The Attorney-General (Baroness Scotland of Asthal): My Lords, this has been a constructive debate. I warmly welcome the support we have received from all sides of the House and the broad consensus that the problem of witness intimidation is a serious one. I am particularly indebted to the noble Lord, Lord Goodlad, for his erudite exposition and to the noble Lord, Lord Lester of Herne Hill, for his excellent speech. Both speeches encapsulate the views of the Constitution Committee, whose report I know a number of noble Lords did not have the opportunity to read in full, and foreshadow the conclusions that may well come out of the second important committee, dealing with human rights. I thank them for that, not least because they have done such an excellent job in outlining an analysis of the law that they have saved your Lordships the burden of hearing me repeat it. I agree with them without reservation. I also endorse the comments made by my noble friend Lord Grabiner. He, too, identified clearly the issues with which we now have to grapple.

The difficulty is clear: in cases involving violent crime, particularly gun and gang crime, fear about the consequences of giving evidence can prevent witnesses coming forward and allow very serious offenders to escape justice. I therefore also welcome the recognition that the judgment in the case of Davis has left us with a difficult problem to address.

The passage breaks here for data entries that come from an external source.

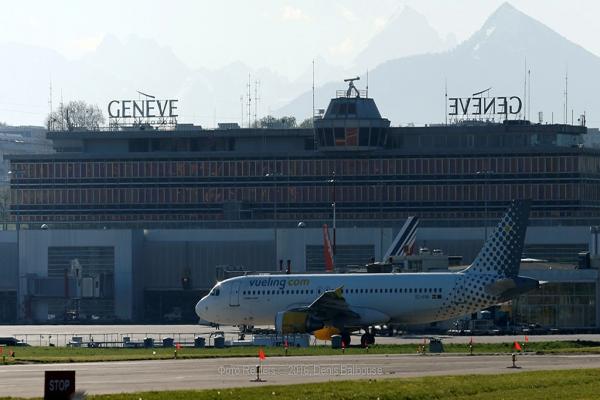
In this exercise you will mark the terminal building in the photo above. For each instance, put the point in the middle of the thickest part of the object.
(135, 223)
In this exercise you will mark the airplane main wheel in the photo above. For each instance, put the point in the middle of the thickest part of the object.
(367, 339)
(346, 339)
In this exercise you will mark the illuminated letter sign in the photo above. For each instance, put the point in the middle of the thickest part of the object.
(477, 105)
(141, 109)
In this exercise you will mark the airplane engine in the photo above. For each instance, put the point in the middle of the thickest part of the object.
(369, 316)
(509, 288)
(296, 322)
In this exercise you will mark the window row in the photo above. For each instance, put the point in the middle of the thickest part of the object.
(373, 194)
(279, 169)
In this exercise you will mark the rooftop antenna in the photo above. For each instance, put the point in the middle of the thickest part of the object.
(446, 99)
(62, 112)
(312, 116)
(529, 95)
(249, 102)
(351, 86)
(313, 89)
(242, 106)
(566, 95)
(50, 117)
(525, 90)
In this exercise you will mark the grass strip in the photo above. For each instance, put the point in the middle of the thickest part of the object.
(74, 354)
(538, 385)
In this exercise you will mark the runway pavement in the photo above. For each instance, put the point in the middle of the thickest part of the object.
(116, 377)
(60, 335)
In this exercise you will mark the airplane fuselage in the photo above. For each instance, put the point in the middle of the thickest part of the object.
(379, 298)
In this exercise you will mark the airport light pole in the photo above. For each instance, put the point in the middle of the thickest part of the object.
(15, 175)
(274, 175)
(486, 194)
(332, 181)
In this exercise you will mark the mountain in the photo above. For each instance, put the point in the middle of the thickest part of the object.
(411, 89)
(397, 39)
(118, 69)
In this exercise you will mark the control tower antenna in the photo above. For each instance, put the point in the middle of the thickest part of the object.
(50, 117)
(351, 86)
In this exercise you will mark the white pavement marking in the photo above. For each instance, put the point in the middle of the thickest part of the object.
(131, 376)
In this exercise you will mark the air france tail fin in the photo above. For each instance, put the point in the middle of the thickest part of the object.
(501, 252)
(327, 250)
(404, 240)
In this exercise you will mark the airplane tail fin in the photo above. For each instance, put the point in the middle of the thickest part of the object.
(327, 250)
(404, 240)
(501, 252)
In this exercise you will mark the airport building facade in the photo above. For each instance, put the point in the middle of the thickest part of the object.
(152, 215)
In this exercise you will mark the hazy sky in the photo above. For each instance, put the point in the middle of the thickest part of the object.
(284, 35)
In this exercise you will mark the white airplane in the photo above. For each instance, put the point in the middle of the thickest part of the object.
(328, 304)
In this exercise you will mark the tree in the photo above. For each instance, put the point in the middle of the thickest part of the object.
(271, 122)
(307, 123)
(75, 115)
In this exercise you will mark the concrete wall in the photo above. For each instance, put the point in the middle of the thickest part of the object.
(8, 265)
(33, 259)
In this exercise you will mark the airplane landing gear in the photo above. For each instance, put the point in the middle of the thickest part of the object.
(367, 339)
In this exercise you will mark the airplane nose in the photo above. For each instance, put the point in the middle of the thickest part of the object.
(199, 308)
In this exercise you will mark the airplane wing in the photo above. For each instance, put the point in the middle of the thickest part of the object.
(331, 305)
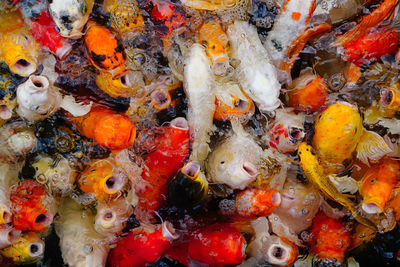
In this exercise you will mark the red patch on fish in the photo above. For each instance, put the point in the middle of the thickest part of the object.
(218, 244)
(330, 238)
(372, 46)
(29, 206)
(161, 165)
(140, 247)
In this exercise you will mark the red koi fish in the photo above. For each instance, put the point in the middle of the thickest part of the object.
(219, 244)
(330, 238)
(255, 202)
(30, 205)
(161, 165)
(372, 46)
(44, 30)
(142, 246)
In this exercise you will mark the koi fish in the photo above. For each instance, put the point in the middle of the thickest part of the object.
(308, 93)
(169, 18)
(143, 245)
(102, 179)
(31, 206)
(235, 161)
(108, 128)
(70, 16)
(315, 174)
(378, 184)
(8, 235)
(272, 249)
(110, 55)
(231, 102)
(288, 25)
(111, 217)
(125, 15)
(387, 106)
(37, 99)
(256, 74)
(80, 244)
(189, 187)
(117, 86)
(254, 202)
(336, 146)
(219, 244)
(367, 22)
(44, 30)
(216, 42)
(372, 46)
(160, 165)
(199, 90)
(18, 47)
(286, 131)
(299, 204)
(56, 173)
(26, 249)
(330, 238)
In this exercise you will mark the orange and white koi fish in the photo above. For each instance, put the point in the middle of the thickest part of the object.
(102, 179)
(378, 184)
(290, 24)
(18, 47)
(80, 244)
(216, 41)
(199, 90)
(104, 49)
(308, 93)
(257, 76)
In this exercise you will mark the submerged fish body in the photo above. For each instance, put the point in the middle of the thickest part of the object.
(199, 90)
(218, 244)
(256, 74)
(143, 245)
(378, 184)
(286, 131)
(71, 16)
(235, 161)
(339, 132)
(330, 238)
(160, 165)
(289, 24)
(81, 245)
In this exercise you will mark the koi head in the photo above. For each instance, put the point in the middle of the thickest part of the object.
(216, 42)
(70, 16)
(104, 49)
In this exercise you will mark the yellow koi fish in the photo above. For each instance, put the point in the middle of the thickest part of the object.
(315, 174)
(339, 132)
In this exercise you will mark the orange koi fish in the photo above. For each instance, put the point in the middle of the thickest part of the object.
(216, 42)
(161, 165)
(308, 93)
(368, 22)
(219, 244)
(102, 179)
(108, 128)
(143, 245)
(378, 184)
(104, 49)
(30, 205)
(372, 46)
(330, 238)
(254, 202)
(18, 47)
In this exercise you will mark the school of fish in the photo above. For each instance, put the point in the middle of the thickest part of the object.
(199, 133)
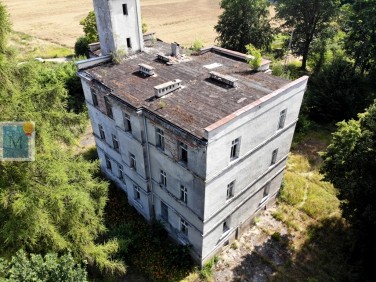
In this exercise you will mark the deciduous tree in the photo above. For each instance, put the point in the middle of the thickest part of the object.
(360, 28)
(307, 19)
(244, 22)
(350, 164)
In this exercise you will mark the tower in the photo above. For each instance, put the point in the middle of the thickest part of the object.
(119, 25)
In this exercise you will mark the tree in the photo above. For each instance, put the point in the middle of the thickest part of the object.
(337, 92)
(360, 28)
(255, 62)
(55, 203)
(307, 19)
(350, 164)
(243, 22)
(4, 27)
(48, 268)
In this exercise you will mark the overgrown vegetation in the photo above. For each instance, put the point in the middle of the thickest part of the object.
(54, 204)
(146, 247)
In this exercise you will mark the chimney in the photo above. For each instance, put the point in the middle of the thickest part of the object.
(119, 26)
(175, 49)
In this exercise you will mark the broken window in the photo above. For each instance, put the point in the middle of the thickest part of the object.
(282, 118)
(235, 145)
(183, 153)
(125, 9)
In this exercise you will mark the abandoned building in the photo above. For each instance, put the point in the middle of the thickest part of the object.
(199, 141)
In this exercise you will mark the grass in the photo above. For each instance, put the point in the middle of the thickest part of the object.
(29, 47)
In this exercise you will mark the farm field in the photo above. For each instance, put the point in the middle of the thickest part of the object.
(173, 20)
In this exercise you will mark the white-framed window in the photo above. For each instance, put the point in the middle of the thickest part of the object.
(95, 99)
(225, 226)
(136, 192)
(164, 211)
(163, 178)
(230, 190)
(160, 138)
(132, 161)
(120, 172)
(282, 119)
(266, 190)
(125, 9)
(184, 227)
(127, 122)
(108, 108)
(108, 163)
(101, 132)
(183, 152)
(129, 42)
(115, 142)
(274, 157)
(183, 194)
(235, 146)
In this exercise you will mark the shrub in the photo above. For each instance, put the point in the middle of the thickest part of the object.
(35, 267)
(81, 47)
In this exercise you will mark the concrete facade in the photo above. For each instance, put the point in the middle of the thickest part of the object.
(203, 159)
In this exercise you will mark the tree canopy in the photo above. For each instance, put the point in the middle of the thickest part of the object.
(350, 164)
(307, 19)
(243, 22)
(55, 203)
(360, 28)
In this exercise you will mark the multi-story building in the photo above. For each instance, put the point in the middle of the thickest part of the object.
(199, 142)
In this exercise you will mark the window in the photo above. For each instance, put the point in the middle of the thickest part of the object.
(108, 109)
(266, 190)
(163, 178)
(160, 138)
(101, 132)
(184, 227)
(235, 145)
(230, 190)
(120, 171)
(129, 43)
(127, 122)
(282, 118)
(183, 194)
(136, 192)
(108, 163)
(225, 227)
(125, 9)
(274, 157)
(115, 142)
(95, 99)
(164, 211)
(132, 161)
(183, 152)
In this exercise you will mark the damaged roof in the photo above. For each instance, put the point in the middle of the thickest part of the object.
(201, 100)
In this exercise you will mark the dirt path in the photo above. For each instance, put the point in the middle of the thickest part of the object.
(258, 253)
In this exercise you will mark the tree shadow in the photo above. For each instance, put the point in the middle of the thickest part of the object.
(322, 257)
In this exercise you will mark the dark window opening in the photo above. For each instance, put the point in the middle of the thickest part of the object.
(125, 9)
(129, 43)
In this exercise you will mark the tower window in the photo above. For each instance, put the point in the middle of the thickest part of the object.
(282, 118)
(274, 157)
(183, 153)
(183, 194)
(125, 9)
(235, 145)
(129, 43)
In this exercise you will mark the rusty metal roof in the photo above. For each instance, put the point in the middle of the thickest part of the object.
(200, 101)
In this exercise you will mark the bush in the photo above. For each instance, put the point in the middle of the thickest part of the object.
(35, 267)
(81, 47)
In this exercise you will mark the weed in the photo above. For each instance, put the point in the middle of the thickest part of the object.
(234, 245)
(276, 236)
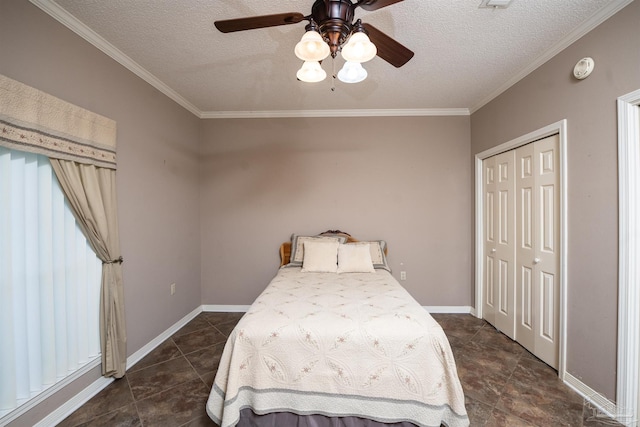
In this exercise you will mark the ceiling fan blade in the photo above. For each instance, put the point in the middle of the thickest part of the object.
(376, 4)
(388, 49)
(241, 24)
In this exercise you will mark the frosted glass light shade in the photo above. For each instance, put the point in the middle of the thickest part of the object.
(352, 72)
(312, 47)
(311, 72)
(359, 48)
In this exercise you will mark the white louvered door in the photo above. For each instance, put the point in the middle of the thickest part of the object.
(521, 276)
(537, 252)
(499, 242)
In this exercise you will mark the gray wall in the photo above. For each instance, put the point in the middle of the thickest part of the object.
(404, 180)
(157, 168)
(550, 94)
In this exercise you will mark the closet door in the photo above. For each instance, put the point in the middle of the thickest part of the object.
(499, 301)
(537, 253)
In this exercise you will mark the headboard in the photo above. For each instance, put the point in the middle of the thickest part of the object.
(285, 248)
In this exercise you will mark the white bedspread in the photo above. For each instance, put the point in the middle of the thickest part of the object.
(354, 344)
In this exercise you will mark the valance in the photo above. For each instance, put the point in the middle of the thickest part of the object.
(36, 122)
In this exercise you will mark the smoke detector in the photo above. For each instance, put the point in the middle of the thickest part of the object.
(495, 4)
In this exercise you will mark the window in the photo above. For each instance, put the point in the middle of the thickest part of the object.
(49, 284)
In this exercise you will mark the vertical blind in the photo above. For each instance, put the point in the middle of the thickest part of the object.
(49, 283)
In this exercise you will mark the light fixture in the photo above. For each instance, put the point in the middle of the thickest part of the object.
(312, 47)
(331, 37)
(359, 48)
(311, 72)
(352, 72)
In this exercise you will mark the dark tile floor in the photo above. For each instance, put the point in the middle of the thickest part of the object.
(503, 383)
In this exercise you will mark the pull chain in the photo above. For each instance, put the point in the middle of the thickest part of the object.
(333, 73)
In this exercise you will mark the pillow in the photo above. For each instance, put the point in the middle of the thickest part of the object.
(320, 256)
(355, 259)
(297, 246)
(377, 249)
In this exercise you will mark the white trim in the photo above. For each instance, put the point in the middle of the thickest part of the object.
(450, 309)
(601, 403)
(335, 113)
(65, 18)
(226, 308)
(74, 24)
(148, 348)
(61, 15)
(628, 379)
(99, 384)
(602, 15)
(71, 405)
(559, 128)
(32, 403)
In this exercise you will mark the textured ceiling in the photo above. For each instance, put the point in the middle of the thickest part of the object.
(464, 55)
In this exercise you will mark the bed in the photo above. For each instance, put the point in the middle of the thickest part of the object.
(335, 340)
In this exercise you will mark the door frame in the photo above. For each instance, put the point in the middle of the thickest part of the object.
(628, 378)
(559, 128)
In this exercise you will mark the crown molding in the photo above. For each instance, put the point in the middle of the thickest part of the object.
(335, 113)
(65, 18)
(61, 15)
(597, 19)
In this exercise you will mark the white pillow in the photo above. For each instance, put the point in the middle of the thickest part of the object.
(320, 256)
(355, 259)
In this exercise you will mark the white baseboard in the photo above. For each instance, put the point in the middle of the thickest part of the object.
(602, 407)
(226, 308)
(450, 309)
(98, 385)
(453, 309)
(138, 355)
(71, 405)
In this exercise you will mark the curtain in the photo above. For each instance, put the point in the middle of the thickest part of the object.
(82, 149)
(49, 283)
(92, 196)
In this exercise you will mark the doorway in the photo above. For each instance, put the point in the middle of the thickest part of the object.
(483, 251)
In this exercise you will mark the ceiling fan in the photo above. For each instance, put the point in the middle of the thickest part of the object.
(332, 29)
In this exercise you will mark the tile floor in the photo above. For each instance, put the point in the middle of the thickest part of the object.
(503, 383)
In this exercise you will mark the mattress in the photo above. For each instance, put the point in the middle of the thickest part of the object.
(338, 345)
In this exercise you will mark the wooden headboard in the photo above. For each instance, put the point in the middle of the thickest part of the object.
(285, 248)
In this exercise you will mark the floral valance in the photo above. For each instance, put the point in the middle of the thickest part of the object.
(36, 122)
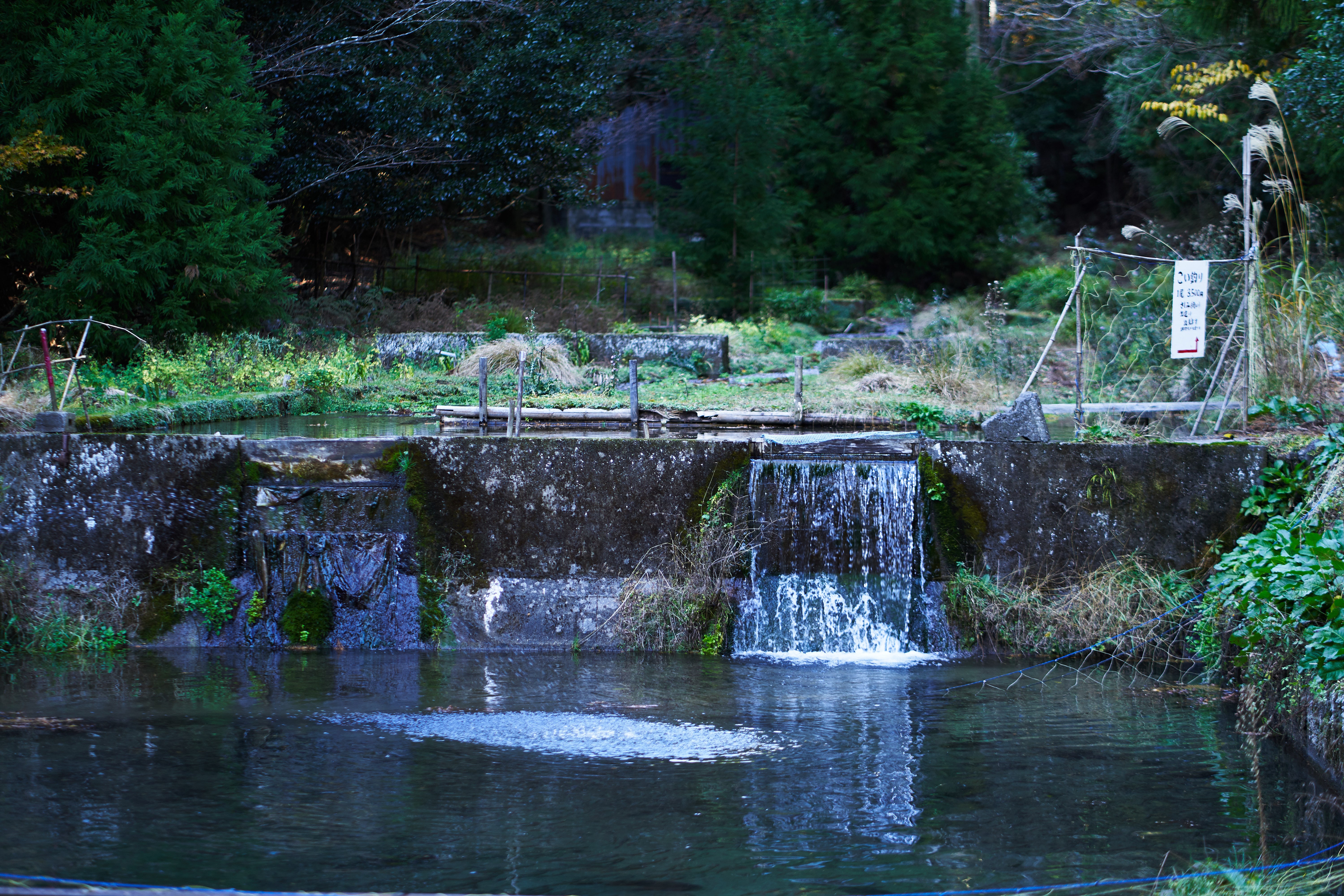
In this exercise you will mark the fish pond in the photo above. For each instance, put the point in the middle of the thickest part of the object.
(603, 774)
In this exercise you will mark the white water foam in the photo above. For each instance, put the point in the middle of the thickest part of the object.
(838, 581)
(896, 659)
(571, 734)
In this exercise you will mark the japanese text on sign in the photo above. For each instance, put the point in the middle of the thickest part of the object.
(1190, 300)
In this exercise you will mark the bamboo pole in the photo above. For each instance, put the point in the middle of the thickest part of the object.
(483, 373)
(635, 392)
(1080, 265)
(1079, 279)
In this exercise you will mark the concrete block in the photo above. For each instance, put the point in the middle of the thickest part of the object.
(54, 422)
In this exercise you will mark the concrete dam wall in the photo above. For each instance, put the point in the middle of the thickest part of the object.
(493, 543)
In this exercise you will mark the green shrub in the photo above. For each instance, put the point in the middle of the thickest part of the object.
(62, 633)
(308, 617)
(214, 600)
(1282, 590)
(1038, 289)
(1288, 412)
(796, 306)
(319, 381)
(927, 418)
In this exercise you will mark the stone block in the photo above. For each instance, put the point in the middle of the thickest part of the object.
(1023, 422)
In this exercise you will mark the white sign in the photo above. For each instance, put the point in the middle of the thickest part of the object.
(1190, 299)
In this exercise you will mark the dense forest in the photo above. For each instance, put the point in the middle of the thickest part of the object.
(166, 163)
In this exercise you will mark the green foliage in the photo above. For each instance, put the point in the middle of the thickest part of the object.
(510, 322)
(62, 633)
(800, 306)
(1288, 412)
(216, 600)
(256, 608)
(319, 381)
(1283, 487)
(1282, 586)
(456, 116)
(166, 229)
(308, 617)
(732, 189)
(1046, 289)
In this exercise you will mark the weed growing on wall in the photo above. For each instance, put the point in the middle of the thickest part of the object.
(308, 617)
(679, 598)
(216, 600)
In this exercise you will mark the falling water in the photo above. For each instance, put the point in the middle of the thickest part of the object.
(838, 571)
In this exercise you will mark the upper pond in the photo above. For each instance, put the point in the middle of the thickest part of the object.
(615, 774)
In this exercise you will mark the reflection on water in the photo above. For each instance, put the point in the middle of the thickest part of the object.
(349, 772)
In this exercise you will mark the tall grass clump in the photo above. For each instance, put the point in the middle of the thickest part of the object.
(859, 365)
(502, 357)
(1040, 620)
(679, 597)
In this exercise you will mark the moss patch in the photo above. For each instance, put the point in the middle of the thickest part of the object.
(956, 526)
(308, 612)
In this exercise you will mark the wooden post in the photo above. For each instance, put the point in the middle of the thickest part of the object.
(46, 359)
(635, 393)
(1253, 347)
(798, 390)
(522, 363)
(482, 367)
(1079, 346)
(674, 293)
(75, 363)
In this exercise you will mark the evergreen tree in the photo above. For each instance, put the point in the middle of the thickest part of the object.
(162, 225)
(729, 193)
(905, 148)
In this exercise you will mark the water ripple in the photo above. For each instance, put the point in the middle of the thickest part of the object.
(572, 734)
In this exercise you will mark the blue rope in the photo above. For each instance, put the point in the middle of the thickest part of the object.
(1302, 863)
(1088, 649)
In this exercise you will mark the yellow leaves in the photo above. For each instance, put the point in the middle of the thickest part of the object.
(36, 150)
(1185, 109)
(1193, 81)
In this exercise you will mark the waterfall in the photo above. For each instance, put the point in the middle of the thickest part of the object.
(838, 570)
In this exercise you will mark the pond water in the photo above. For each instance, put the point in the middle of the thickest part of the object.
(604, 774)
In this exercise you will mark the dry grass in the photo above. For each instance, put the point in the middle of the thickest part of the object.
(861, 365)
(502, 358)
(1105, 602)
(679, 600)
(884, 382)
(946, 371)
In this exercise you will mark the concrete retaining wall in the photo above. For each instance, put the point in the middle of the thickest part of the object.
(542, 531)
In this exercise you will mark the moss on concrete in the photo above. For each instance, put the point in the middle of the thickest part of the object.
(958, 526)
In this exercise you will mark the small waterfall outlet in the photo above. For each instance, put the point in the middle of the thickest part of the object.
(839, 570)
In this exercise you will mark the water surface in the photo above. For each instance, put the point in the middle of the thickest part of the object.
(605, 774)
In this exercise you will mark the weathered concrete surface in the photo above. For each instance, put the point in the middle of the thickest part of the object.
(134, 503)
(546, 530)
(565, 507)
(603, 347)
(1057, 508)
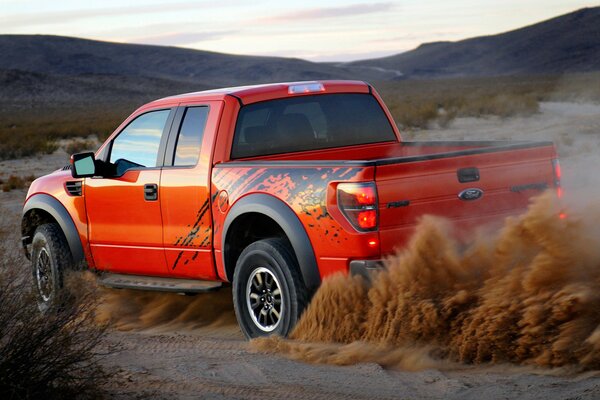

Courts no longer have a power to allow witnesses to give evidence anonymously in almost all circumstances. Several Law Lords in Davis recognised that Parliament would wish to consider legislation to give courts a power to allow anonymous evidence. It is critical, as a number of noble Lords made clear, that we act quickly to correct that deficiency in law. The Crown Prosecution Service has been able to identify the extent of the problem, and I am glad that we have been able to indicate what those figures may be.